Remember, too, that the God Learners are selfish exploiters of other peoples' cultures and myths, and even their own. Perhaps the set-up on Tosk is an almost predatory form of Brithini-ism:

A set-up like this would be fun, as it emphasises the "pointlessness" of this Brithini-like atheism. Nobody in fact benefits from the system which is now in place. Everyone is enslaved to their place in the hierarchy, which is rigid, sterile and unchanging.

These artificial "Brithini" of Tosk would be fearful xenophobes. They could not even permit themselves to hope: hope is the expectation of change for the better, and there can be nothing better than the perfect society to which they are heirs.
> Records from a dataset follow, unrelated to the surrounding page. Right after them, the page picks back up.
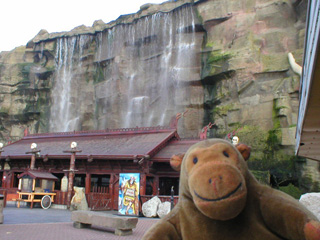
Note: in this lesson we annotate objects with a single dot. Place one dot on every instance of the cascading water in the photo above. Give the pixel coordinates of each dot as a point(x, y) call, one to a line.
point(149, 63)
point(64, 108)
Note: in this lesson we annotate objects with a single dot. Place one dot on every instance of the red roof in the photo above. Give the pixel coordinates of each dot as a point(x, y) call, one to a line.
point(174, 147)
point(106, 144)
point(39, 174)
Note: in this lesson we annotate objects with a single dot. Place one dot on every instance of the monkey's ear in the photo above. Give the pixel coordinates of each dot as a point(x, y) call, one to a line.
point(244, 150)
point(176, 160)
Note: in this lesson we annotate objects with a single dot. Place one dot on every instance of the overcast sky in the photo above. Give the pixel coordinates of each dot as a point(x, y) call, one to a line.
point(21, 20)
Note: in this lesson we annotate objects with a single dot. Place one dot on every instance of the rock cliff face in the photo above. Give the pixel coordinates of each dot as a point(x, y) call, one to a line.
point(223, 62)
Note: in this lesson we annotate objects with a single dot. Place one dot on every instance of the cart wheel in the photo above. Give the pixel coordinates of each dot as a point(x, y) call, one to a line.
point(46, 202)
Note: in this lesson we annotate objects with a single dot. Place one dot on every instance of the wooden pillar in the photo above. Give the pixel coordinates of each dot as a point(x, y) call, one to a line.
point(33, 161)
point(71, 177)
point(111, 191)
point(143, 182)
point(88, 183)
point(6, 179)
point(156, 186)
point(71, 173)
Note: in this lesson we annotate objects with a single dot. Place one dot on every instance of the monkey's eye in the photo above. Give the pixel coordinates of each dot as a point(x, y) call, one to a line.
point(195, 160)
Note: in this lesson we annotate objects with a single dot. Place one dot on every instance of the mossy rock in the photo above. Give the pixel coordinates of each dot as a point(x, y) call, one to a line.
point(291, 190)
point(262, 176)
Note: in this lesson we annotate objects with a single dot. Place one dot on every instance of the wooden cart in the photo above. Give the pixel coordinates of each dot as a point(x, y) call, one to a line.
point(36, 186)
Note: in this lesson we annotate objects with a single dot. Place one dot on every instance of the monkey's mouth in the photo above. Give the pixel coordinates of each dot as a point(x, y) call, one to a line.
point(221, 198)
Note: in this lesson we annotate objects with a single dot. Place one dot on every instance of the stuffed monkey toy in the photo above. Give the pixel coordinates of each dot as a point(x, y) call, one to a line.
point(220, 199)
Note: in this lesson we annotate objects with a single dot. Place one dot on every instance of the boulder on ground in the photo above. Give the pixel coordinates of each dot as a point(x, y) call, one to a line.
point(163, 209)
point(79, 201)
point(312, 202)
point(150, 208)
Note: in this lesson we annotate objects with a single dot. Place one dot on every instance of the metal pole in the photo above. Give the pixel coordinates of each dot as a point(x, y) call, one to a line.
point(33, 161)
point(172, 199)
point(71, 177)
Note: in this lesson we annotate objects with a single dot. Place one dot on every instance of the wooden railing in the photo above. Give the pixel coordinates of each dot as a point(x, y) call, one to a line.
point(163, 198)
point(61, 197)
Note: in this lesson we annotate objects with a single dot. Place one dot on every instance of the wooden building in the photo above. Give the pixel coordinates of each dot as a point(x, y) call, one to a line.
point(308, 125)
point(101, 156)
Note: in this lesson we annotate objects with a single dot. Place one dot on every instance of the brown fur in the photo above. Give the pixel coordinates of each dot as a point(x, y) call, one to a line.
point(220, 199)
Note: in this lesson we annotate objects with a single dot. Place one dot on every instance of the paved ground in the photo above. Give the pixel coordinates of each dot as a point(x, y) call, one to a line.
point(52, 224)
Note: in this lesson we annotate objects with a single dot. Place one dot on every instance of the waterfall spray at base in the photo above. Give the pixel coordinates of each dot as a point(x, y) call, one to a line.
point(144, 74)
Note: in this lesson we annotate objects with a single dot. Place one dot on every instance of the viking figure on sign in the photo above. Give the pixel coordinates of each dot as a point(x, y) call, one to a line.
point(130, 195)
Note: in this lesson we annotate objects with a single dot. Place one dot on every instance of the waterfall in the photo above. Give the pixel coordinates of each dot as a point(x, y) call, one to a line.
point(66, 95)
point(150, 62)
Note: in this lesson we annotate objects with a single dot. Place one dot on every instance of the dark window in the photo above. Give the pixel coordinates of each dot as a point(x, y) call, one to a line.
point(16, 179)
point(165, 184)
point(57, 185)
point(149, 186)
point(79, 180)
point(100, 183)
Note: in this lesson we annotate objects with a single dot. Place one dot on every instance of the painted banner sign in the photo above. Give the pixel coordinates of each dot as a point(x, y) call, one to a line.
point(129, 185)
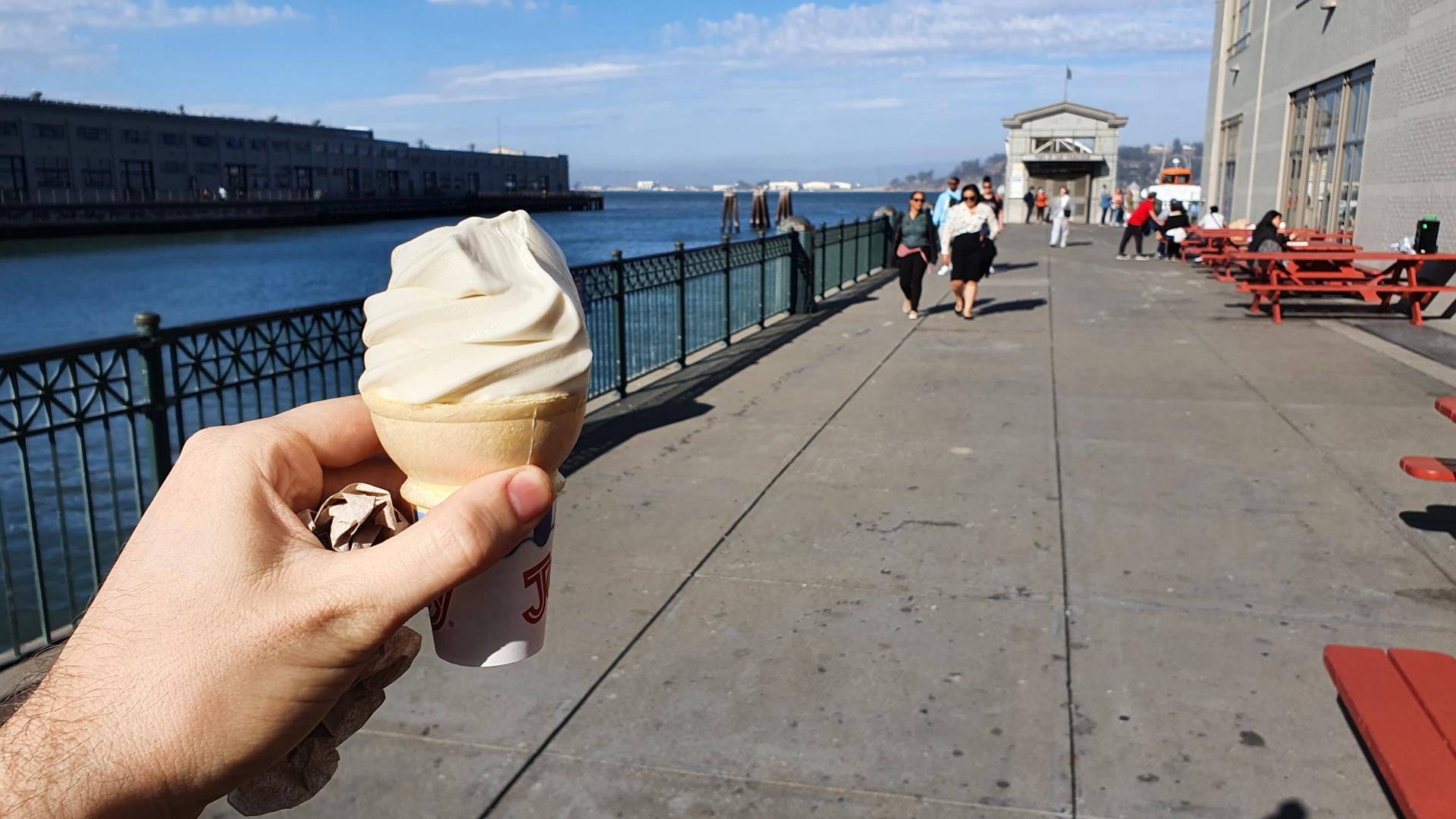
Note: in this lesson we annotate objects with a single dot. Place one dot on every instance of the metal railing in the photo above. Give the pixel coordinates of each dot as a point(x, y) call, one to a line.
point(89, 430)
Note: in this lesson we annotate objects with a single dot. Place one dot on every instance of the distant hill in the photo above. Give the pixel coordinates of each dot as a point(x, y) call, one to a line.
point(1134, 165)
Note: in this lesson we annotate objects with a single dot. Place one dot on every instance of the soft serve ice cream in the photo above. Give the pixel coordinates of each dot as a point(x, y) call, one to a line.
point(478, 360)
point(484, 311)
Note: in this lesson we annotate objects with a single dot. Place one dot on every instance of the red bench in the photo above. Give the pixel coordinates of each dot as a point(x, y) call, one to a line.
point(1430, 468)
point(1402, 704)
point(1340, 273)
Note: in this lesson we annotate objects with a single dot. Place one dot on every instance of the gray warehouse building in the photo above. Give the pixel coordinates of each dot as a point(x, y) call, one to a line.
point(55, 152)
point(1340, 114)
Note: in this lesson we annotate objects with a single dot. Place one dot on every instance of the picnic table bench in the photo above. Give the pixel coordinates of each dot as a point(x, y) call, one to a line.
point(1402, 703)
point(1340, 273)
point(1226, 264)
point(1402, 706)
point(1429, 466)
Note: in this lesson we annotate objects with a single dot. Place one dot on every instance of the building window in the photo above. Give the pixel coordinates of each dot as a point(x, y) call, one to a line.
point(1356, 115)
point(96, 172)
point(12, 174)
point(53, 172)
point(1326, 152)
point(1242, 25)
point(1229, 164)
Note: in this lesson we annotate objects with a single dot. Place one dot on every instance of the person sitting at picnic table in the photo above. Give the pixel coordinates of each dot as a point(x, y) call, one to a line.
point(1212, 221)
point(1174, 231)
point(1267, 238)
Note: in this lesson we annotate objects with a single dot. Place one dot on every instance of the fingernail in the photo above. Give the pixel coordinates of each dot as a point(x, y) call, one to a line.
point(530, 493)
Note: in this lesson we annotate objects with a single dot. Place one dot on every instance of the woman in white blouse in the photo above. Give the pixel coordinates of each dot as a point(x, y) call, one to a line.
point(968, 226)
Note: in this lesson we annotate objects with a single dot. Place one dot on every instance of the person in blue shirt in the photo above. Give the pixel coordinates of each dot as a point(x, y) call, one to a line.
point(948, 197)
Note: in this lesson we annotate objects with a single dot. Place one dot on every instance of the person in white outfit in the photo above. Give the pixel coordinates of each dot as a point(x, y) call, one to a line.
point(1060, 219)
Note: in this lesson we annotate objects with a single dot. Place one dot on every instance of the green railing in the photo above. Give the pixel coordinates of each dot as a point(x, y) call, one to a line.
point(89, 430)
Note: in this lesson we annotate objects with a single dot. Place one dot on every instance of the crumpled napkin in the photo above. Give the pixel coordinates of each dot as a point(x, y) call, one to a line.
point(356, 518)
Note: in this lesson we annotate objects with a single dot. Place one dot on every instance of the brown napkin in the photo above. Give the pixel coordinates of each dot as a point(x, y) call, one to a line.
point(356, 518)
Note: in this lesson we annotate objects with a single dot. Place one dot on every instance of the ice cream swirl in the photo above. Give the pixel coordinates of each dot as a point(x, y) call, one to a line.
point(484, 311)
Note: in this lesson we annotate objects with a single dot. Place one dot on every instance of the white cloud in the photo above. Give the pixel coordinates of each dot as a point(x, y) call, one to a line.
point(53, 34)
point(875, 104)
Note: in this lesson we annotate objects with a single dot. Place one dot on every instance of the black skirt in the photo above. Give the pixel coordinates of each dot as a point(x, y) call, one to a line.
point(967, 257)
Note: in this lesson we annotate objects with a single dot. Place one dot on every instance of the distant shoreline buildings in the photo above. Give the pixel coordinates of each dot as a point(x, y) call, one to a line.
point(64, 152)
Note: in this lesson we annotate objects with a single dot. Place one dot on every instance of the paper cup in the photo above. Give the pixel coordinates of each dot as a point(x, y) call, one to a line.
point(498, 617)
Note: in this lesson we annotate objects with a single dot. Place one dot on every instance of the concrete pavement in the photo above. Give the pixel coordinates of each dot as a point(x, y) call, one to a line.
point(1078, 557)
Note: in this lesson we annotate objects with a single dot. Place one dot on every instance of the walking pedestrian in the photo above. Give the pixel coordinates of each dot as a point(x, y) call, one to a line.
point(963, 246)
point(990, 197)
point(948, 197)
point(1175, 231)
point(915, 245)
point(1060, 219)
point(1141, 219)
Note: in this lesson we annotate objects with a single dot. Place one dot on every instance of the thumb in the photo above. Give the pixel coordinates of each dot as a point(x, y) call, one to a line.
point(460, 538)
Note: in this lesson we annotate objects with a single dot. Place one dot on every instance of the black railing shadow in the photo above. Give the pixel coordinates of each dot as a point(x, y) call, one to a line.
point(1008, 267)
point(1014, 306)
point(674, 397)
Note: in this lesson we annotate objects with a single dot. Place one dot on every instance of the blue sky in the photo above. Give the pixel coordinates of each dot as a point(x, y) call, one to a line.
point(680, 93)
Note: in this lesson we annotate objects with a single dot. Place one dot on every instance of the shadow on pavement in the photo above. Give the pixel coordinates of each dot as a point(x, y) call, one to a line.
point(674, 397)
point(1435, 519)
point(1291, 809)
point(1017, 305)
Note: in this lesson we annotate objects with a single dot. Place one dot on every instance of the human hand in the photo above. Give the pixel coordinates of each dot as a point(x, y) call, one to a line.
point(224, 632)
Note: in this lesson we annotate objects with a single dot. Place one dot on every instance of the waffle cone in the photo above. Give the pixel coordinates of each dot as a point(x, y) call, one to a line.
point(443, 447)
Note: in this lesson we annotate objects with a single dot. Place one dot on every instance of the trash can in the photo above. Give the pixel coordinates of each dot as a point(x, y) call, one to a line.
point(1427, 232)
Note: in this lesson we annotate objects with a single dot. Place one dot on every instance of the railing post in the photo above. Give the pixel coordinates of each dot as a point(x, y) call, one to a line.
point(801, 273)
point(620, 297)
point(682, 303)
point(727, 292)
point(840, 254)
point(155, 410)
point(764, 280)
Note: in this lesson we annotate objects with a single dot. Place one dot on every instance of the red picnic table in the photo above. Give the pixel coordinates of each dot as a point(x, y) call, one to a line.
point(1215, 245)
point(1341, 273)
point(1226, 265)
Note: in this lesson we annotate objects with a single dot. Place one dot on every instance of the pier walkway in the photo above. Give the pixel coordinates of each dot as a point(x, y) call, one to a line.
point(1078, 557)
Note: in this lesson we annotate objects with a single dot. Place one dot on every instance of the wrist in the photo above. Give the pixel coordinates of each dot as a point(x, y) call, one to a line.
point(61, 755)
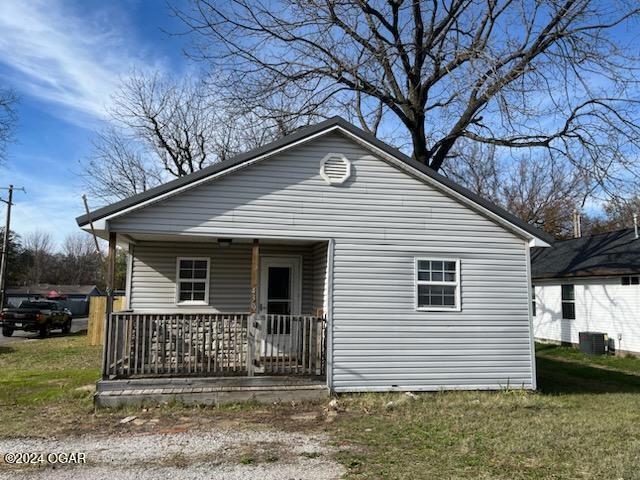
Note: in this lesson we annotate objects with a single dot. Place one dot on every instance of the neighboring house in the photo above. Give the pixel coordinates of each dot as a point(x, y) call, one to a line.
point(389, 275)
point(590, 283)
point(74, 297)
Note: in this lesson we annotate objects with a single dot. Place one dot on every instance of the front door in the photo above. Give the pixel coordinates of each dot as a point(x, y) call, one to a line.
point(279, 295)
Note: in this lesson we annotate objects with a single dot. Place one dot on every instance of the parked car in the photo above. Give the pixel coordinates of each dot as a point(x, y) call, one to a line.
point(36, 316)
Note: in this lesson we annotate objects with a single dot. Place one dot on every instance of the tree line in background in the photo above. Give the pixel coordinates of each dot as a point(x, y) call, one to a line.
point(533, 105)
point(34, 259)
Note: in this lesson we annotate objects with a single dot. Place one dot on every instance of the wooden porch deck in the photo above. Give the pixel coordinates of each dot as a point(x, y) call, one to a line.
point(209, 391)
point(207, 358)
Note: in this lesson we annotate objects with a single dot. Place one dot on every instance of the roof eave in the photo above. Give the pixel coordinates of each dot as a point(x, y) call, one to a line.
point(535, 236)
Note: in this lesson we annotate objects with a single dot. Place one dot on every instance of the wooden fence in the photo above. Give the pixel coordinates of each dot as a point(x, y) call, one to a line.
point(97, 312)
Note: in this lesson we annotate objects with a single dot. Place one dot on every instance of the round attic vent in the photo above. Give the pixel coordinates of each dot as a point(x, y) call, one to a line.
point(335, 168)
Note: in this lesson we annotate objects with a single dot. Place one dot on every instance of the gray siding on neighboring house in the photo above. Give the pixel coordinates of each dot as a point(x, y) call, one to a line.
point(381, 218)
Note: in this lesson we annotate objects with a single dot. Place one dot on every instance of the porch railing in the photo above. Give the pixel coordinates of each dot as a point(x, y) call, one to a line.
point(209, 344)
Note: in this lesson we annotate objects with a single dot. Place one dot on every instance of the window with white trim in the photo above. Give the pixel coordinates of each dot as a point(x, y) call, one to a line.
point(568, 302)
point(437, 284)
point(192, 280)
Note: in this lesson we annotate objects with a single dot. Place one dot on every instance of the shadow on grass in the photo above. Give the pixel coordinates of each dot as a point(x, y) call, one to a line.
point(556, 376)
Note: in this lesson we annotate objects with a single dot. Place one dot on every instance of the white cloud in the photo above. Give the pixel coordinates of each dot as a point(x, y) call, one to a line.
point(61, 56)
point(46, 205)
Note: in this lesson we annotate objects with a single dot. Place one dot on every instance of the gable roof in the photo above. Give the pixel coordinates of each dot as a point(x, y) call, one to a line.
point(334, 123)
point(611, 253)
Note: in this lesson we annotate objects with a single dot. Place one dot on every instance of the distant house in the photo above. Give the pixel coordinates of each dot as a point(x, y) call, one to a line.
point(328, 254)
point(74, 297)
point(590, 283)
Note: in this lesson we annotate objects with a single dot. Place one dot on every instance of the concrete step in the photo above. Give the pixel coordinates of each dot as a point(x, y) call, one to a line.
point(209, 391)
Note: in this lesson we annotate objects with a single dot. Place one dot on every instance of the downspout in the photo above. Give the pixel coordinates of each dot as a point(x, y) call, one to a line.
point(532, 343)
point(329, 353)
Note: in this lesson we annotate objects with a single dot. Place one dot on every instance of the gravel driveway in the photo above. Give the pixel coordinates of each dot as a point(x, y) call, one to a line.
point(223, 454)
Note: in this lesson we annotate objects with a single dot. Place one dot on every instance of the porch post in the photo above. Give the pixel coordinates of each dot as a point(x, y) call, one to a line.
point(252, 325)
point(108, 346)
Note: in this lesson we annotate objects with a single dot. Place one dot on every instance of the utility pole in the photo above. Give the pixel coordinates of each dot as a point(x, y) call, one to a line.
point(5, 244)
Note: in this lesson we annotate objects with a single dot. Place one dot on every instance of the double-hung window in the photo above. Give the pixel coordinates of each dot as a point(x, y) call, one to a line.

Unlike normal Brithini, they would all be ageing slowly -- very slowly, perhaps, but the sense of timelessness that exists in orthodox Brithini lands would not be present in God Forgot. EVERYTHING is running down, and everybody knows it, but no-one can possibly admit that the whole basis of their society is just not working any more.

(Ever get the impression I don't like Brithini?)

Apropos of which, I think Alison's suggestion that the God Forgot people believe in reincarnation is wrong. It dispels some of the wonderful sense of hopelessness and despair which prevails there. Maybe a heresy for one of the islands?